The Australian federal government has outlined its plan to spend AU$100m and AU$10m over the next four years to address regional mobile coverage and fund online safety programs, respectively.
Written by Chris Duckett, Contributor

The commonwealth government today announced plans to spend AU$10m on the creation of an online safety program aimed at children, as well as the establishment of an Office of the Children's e-Safety Commissioner.

A total of AU$2.4m will be spent to create and run the e-Safety commissioner's office over four years, with an additional AU$7.5m in funding across the same period being earmarked for online safety programs designed to run in schools. Over the four year period, a paltry AU$100,000 has been set aside to support Australian-based research and information campaigns on online safety.

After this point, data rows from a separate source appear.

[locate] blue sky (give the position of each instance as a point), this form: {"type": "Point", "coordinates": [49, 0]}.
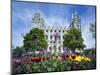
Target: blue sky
{"type": "Point", "coordinates": [54, 14]}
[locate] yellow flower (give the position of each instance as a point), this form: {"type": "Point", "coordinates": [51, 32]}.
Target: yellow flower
{"type": "Point", "coordinates": [87, 59]}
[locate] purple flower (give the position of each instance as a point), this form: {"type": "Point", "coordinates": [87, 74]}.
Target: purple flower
{"type": "Point", "coordinates": [17, 61]}
{"type": "Point", "coordinates": [30, 49]}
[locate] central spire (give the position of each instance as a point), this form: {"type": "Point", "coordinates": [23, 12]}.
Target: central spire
{"type": "Point", "coordinates": [37, 20]}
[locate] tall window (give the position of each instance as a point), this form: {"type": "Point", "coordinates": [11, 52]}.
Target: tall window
{"type": "Point", "coordinates": [46, 30]}
{"type": "Point", "coordinates": [51, 37]}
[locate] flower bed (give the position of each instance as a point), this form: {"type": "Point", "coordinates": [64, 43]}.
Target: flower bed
{"type": "Point", "coordinates": [53, 63]}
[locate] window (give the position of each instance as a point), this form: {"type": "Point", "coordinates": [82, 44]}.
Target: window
{"type": "Point", "coordinates": [46, 30]}
{"type": "Point", "coordinates": [59, 37]}
{"type": "Point", "coordinates": [46, 36]}
{"type": "Point", "coordinates": [59, 49]}
{"type": "Point", "coordinates": [50, 48]}
{"type": "Point", "coordinates": [50, 41]}
{"type": "Point", "coordinates": [51, 37]}
{"type": "Point", "coordinates": [59, 41]}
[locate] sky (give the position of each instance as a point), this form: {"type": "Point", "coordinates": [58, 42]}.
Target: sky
{"type": "Point", "coordinates": [54, 15]}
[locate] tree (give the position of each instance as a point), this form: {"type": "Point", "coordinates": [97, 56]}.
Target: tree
{"type": "Point", "coordinates": [35, 39]}
{"type": "Point", "coordinates": [73, 39]}
{"type": "Point", "coordinates": [93, 30]}
{"type": "Point", "coordinates": [18, 51]}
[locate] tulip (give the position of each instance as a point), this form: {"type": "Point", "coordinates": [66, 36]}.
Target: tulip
{"type": "Point", "coordinates": [67, 55]}
{"type": "Point", "coordinates": [17, 61]}
{"type": "Point", "coordinates": [35, 59]}
{"type": "Point", "coordinates": [73, 56]}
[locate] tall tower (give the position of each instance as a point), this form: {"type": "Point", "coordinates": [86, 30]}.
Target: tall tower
{"type": "Point", "coordinates": [75, 22]}
{"type": "Point", "coordinates": [37, 20]}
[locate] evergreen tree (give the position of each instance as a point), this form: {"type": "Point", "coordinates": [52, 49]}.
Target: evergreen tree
{"type": "Point", "coordinates": [35, 39]}
{"type": "Point", "coordinates": [73, 39]}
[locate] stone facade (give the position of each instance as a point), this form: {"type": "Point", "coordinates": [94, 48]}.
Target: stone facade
{"type": "Point", "coordinates": [54, 34]}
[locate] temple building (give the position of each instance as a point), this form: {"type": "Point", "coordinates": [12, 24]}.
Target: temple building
{"type": "Point", "coordinates": [55, 34]}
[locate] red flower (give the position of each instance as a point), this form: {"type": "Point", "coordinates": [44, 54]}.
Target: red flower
{"type": "Point", "coordinates": [67, 55]}
{"type": "Point", "coordinates": [17, 61]}
{"type": "Point", "coordinates": [73, 56]}
{"type": "Point", "coordinates": [35, 59]}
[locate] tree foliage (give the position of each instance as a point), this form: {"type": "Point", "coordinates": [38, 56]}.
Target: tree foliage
{"type": "Point", "coordinates": [18, 51]}
{"type": "Point", "coordinates": [93, 30]}
{"type": "Point", "coordinates": [35, 39]}
{"type": "Point", "coordinates": [73, 39]}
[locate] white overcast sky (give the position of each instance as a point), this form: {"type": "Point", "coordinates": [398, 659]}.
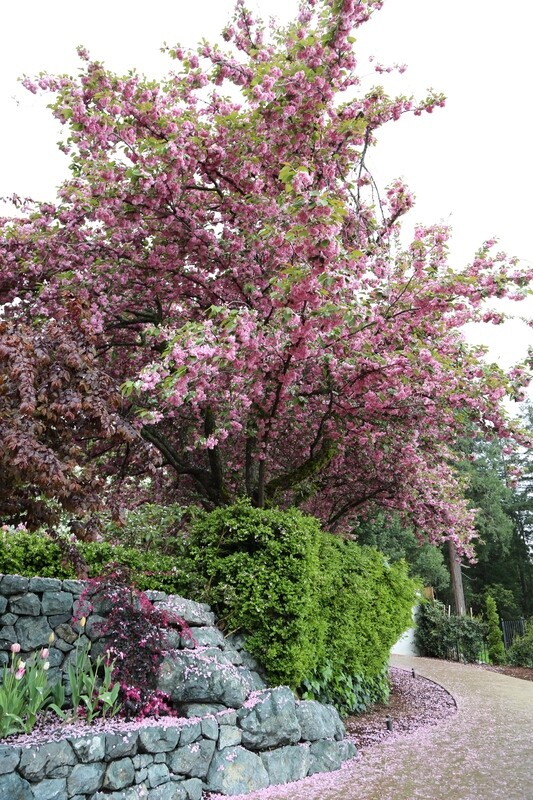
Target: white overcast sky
{"type": "Point", "coordinates": [469, 164]}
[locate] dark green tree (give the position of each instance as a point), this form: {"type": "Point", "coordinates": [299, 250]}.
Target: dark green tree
{"type": "Point", "coordinates": [494, 632]}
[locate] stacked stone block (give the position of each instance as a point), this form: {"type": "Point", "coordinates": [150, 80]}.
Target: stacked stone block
{"type": "Point", "coordinates": [235, 734]}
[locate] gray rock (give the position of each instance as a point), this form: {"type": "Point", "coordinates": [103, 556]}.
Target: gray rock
{"type": "Point", "coordinates": [59, 619]}
{"type": "Point", "coordinates": [37, 763]}
{"type": "Point", "coordinates": [286, 764]}
{"type": "Point", "coordinates": [13, 787]}
{"type": "Point", "coordinates": [193, 788]}
{"type": "Point", "coordinates": [119, 774]}
{"type": "Point", "coordinates": [258, 683]}
{"type": "Point", "coordinates": [190, 732]}
{"type": "Point", "coordinates": [141, 775]}
{"type": "Point", "coordinates": [236, 771]}
{"type": "Point", "coordinates": [73, 586]}
{"type": "Point", "coordinates": [250, 661]}
{"type": "Point", "coordinates": [169, 791]}
{"type": "Point", "coordinates": [210, 728]}
{"type": "Point", "coordinates": [233, 655]}
{"type": "Point", "coordinates": [55, 657]}
{"type": "Point", "coordinates": [347, 750]}
{"type": "Point", "coordinates": [8, 619]}
{"type": "Point", "coordinates": [196, 676]}
{"type": "Point", "coordinates": [153, 595]}
{"type": "Point", "coordinates": [66, 632]}
{"type": "Point", "coordinates": [142, 760]}
{"type": "Point", "coordinates": [325, 756]}
{"type": "Point", "coordinates": [191, 710]}
{"type": "Point", "coordinates": [318, 721]}
{"type": "Point", "coordinates": [9, 758]}
{"type": "Point", "coordinates": [192, 760]}
{"type": "Point", "coordinates": [229, 736]}
{"type": "Point", "coordinates": [271, 721]}
{"type": "Point", "coordinates": [32, 632]}
{"type": "Point", "coordinates": [13, 584]}
{"type": "Point", "coordinates": [7, 637]}
{"type": "Point", "coordinates": [85, 778]}
{"type": "Point", "coordinates": [120, 745]}
{"type": "Point", "coordinates": [193, 613]}
{"type": "Point", "coordinates": [157, 774]}
{"type": "Point", "coordinates": [60, 644]}
{"type": "Point", "coordinates": [57, 602]}
{"type": "Point", "coordinates": [227, 717]}
{"type": "Point", "coordinates": [44, 585]}
{"type": "Point", "coordinates": [158, 739]}
{"type": "Point", "coordinates": [89, 748]}
{"type": "Point", "coordinates": [208, 636]}
{"type": "Point", "coordinates": [93, 626]}
{"type": "Point", "coordinates": [237, 640]}
{"type": "Point", "coordinates": [53, 789]}
{"type": "Point", "coordinates": [132, 793]}
{"type": "Point", "coordinates": [173, 640]}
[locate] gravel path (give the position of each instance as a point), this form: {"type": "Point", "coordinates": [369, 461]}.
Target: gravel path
{"type": "Point", "coordinates": [482, 752]}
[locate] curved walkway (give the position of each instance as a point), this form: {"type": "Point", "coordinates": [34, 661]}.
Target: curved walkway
{"type": "Point", "coordinates": [483, 752]}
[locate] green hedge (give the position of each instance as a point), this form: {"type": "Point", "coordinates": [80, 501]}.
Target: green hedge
{"type": "Point", "coordinates": [31, 554]}
{"type": "Point", "coordinates": [520, 654]}
{"type": "Point", "coordinates": [322, 613]}
{"type": "Point", "coordinates": [449, 637]}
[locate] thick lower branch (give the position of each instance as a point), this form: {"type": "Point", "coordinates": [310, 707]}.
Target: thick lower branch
{"type": "Point", "coordinates": [315, 464]}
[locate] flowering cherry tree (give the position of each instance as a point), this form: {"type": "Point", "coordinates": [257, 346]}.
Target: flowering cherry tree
{"type": "Point", "coordinates": [224, 248]}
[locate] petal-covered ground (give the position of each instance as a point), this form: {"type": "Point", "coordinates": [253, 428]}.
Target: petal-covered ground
{"type": "Point", "coordinates": [414, 702]}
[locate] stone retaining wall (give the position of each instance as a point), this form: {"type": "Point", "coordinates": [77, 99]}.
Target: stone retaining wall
{"type": "Point", "coordinates": [235, 734]}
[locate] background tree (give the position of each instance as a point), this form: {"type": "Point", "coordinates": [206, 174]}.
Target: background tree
{"type": "Point", "coordinates": [494, 632]}
{"type": "Point", "coordinates": [242, 278]}
{"type": "Point", "coordinates": [499, 487]}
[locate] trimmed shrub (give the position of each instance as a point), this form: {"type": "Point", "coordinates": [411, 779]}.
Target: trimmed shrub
{"type": "Point", "coordinates": [494, 632]}
{"type": "Point", "coordinates": [438, 635]}
{"type": "Point", "coordinates": [30, 554]}
{"type": "Point", "coordinates": [321, 613]}
{"type": "Point", "coordinates": [520, 654]}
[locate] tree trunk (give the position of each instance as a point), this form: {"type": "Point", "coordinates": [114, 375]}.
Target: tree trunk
{"type": "Point", "coordinates": [457, 580]}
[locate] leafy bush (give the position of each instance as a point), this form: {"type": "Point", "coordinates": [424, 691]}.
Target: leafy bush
{"type": "Point", "coordinates": [520, 654]}
{"type": "Point", "coordinates": [494, 632]}
{"type": "Point", "coordinates": [30, 554]}
{"type": "Point", "coordinates": [350, 694]}
{"type": "Point", "coordinates": [450, 637]}
{"type": "Point", "coordinates": [321, 613]}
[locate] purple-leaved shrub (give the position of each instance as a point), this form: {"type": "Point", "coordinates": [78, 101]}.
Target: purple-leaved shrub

"This is a significant commitment by the Australian Government to help keep Australian children safe online," said Parliamentary Secretary to the Minister for Communications, Paul Fletcher.

"We have responded to widespread community concern that more should be done to protect Australian children from harmful cyber-bullying material and to give them the safest possible online environment."

The government said it will soon announce the outcome of its public consultation on the role of the e-Safety commissioner and whether there would be a new process for removing content deemed 'harmful' to children from social media.

A number of submissions to the consultation process by technology companies including Facebook, Google, Microsoft, Yahoo, and Twitter, said the proposed e-Safety regime would likely be ineffective and hard to implement.

Mobile Black Spots Programme gets boost

Over the same four year period, the government's Mobile Black Spot Programme is set to receive AU$100m to improve mobile coverage in regional Australia.

For the next financial year, AU$10m has been set aside for the program, with AU$30m to be spent over the next three years.

Piggybacking on the towers used in the NBN fixed wireless rollout, the intent is to improve mobile coverage along major transport routes, small communities, and in areas susceptible to natural disasters.

The government said the program would aim to stimulate competition, as well as enhance public safety and boost productivity in selected communities.

Additional funding from state governments, industry, and local communities is expected to help fund the 250 to 300 new or upgraded mobile towers, with Victoria highlighted as one jurisdiction that has already flagged AU$40m will be spent on providing free Wi-Fi on from Melbourne to Geelong, Bendigo, Ballarat, Seymour, and Traralgon, along with improved mobile reception along rail corridors.

The government expects to announce areas selected for the program by the first half of next year, with plans to begin roll out in the latter half of 2015.